Reposted from https://phabricator.wikimedia.org/T281499#7085780
Especially when naming symbols for data (which almost everything is) I'd really like to stress that capital letters in data keys is a really bad idea.
https://wikitech.wikimedia.org/wiki/Event_Platform/Schemas/Guidelines#Identifier_Naming_Rules
Data moves around. It will be used in different languages with different typing and different naming rules. It will certainly be used in SQL systems, which are for the most part case insensitive. The only common identifier naming rule that will function in all of these systems is snake_case.
Any time data passes through a case insensitive system, it will be normalized, most likely to all lower case.
Fields like isPartOf
and mainEntity
will become ispartof
and mainentity
. Longer names that include acronyms get even worse. In camelCase, it isn't clear what the acronym capitalization rules are. E.g. HTTPURLID
? HttpUrlId
? Whatever the camelCase acronym rule is, the name will be normalized in SQL systems to e.g. httpurlid
. Data integration automation code has to reason about which fields are the same. If ingesting data that has capital letters, it is possible that two different fields end up normalized to the same lower cased name. Then we just have to guess about how to ingest data.

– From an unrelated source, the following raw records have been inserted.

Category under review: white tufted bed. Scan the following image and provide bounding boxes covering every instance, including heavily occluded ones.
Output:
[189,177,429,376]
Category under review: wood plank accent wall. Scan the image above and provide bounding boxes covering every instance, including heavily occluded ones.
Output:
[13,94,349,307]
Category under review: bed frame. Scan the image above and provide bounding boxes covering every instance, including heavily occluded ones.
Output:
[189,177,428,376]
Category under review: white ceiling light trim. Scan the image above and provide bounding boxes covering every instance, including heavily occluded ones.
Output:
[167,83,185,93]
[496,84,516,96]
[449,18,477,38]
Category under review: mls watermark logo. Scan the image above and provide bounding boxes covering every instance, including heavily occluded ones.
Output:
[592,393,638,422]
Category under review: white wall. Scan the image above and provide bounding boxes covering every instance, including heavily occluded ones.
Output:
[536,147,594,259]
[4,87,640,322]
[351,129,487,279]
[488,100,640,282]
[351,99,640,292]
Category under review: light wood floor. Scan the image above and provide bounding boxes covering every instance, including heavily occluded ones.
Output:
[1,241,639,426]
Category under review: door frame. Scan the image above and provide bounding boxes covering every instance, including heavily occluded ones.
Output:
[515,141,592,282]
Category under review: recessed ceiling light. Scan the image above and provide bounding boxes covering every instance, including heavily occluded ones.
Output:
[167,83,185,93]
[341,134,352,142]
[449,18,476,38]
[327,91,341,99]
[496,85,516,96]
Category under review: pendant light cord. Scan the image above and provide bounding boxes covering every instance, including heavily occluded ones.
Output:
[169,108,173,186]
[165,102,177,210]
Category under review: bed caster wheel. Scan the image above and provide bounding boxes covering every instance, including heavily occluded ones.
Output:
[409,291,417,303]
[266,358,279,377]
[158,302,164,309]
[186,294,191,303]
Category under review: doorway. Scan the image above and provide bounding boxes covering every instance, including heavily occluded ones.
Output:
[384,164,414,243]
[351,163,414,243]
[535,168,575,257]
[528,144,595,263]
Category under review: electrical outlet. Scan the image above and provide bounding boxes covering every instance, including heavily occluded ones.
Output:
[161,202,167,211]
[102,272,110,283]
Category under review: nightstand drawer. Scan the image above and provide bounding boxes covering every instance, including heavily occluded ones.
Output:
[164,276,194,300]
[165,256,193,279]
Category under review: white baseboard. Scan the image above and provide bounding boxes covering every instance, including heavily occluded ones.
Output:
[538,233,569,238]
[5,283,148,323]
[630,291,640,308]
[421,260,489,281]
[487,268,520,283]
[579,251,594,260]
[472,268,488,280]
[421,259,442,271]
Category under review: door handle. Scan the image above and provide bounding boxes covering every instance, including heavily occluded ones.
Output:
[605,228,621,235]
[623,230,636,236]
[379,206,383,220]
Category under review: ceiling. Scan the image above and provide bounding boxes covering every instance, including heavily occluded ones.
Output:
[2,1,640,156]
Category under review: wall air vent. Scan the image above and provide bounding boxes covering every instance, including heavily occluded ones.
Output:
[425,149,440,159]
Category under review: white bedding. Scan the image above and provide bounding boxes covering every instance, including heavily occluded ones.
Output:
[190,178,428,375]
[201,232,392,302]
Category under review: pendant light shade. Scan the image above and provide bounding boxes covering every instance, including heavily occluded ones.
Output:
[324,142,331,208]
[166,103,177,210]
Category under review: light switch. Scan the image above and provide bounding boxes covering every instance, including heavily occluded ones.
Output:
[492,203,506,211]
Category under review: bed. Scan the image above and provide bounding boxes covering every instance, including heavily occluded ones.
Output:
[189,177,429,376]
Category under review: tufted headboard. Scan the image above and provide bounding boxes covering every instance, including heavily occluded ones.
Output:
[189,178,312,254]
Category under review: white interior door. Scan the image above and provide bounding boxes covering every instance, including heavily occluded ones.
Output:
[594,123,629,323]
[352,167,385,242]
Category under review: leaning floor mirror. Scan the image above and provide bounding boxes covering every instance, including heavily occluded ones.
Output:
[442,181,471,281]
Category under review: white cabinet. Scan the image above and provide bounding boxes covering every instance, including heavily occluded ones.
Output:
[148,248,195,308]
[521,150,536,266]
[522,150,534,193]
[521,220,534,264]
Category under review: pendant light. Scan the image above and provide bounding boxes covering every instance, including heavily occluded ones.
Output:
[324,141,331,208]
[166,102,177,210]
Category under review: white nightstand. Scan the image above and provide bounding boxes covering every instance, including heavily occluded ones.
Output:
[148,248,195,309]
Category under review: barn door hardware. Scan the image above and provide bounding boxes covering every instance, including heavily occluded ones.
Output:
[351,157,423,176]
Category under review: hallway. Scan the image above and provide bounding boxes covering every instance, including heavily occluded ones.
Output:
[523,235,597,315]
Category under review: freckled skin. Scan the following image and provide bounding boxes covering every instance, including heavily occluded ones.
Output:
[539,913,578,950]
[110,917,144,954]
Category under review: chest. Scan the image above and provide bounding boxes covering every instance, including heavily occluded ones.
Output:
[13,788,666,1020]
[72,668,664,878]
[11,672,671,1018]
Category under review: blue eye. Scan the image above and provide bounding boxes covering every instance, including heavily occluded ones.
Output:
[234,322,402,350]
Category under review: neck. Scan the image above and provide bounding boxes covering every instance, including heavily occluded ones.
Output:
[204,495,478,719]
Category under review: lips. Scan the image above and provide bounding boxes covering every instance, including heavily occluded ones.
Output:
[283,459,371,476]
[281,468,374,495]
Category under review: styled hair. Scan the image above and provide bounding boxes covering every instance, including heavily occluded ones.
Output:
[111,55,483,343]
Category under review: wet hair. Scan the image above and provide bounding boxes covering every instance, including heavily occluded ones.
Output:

Every time someone needs to move camelCased data identifiers in case insensitive systems, they will have to write code that reasons about the case changes. If we avoid upper cased field names in our schemas, we are less likely to encounter bugs and breakages in data pipelines.
Additionally, I've heard that camelCase can be difficult for non native English speakers. incomingHTTPRequestIpAddress
(which is normalized to incominghttprequestipaddress
) is (subjectively) more difficult to read than incoming_http_request_ip_address
.
Is it worth adding this to this Naming_Things page?